Objective: We sought to examine rates of clinical outcomes among patients before and after market introduction of generic versions of five drugs approved using product-specific equivalence determinations.
Methods: We used data from a large national insurer to identify patients who initiated a study (acarbose tablets, salmon calcitonin nasal spray, enoxaparin injection, vancomycin capsules, venlafaxine extended-release tablets) or control drug (nateglinide, glimepiride, alendronate, fondaparinux, metronidazole, sertraline, paroxetine) in each calendar month between 2003 and 2012 and to determine rates of claims-based proxies for lack of effectiveness outcomes following initiation.
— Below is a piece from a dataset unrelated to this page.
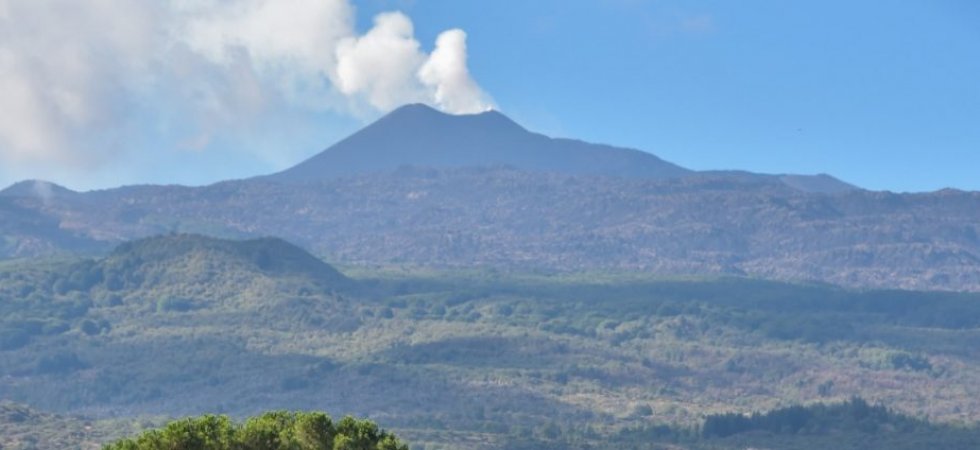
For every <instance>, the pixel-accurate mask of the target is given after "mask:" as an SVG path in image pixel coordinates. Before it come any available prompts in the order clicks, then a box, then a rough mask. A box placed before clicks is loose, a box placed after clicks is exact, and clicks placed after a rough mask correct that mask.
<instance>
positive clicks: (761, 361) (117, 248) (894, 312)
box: [0, 235, 980, 449]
We used segmented time-series analyses to evaluate level (short-term) and slope (longer-term) changes in outcomes upon introduction of a generic study or control drug.
Results: Among study drugs, we observed three increases (one with p < 0.05) and three decreases (two with p < 0.05) in the level of outcome rates. All changes in slope indicated decreases in outcomes from the brand-only to the generic period; four had p < 0.05. For control drugs, we observed positive level changes for eight of nine drug-outcome pairs; two had p < 0.05. We observed negative slope changes for eight out of nine pairs; six had p < 0.05. We observed a significant increase in level change following the introduction of generic bupropion versions that were later found to be not bioequivalent (p < 0.01).
Conclusions: We did not find evidence that introduction of generic drugs approved using product-specific therapeutic equivalence determinations was associated with worse clinical outcomes than those among initiators of the brand-name versions of the same products. We observed similar patterns for control drugs.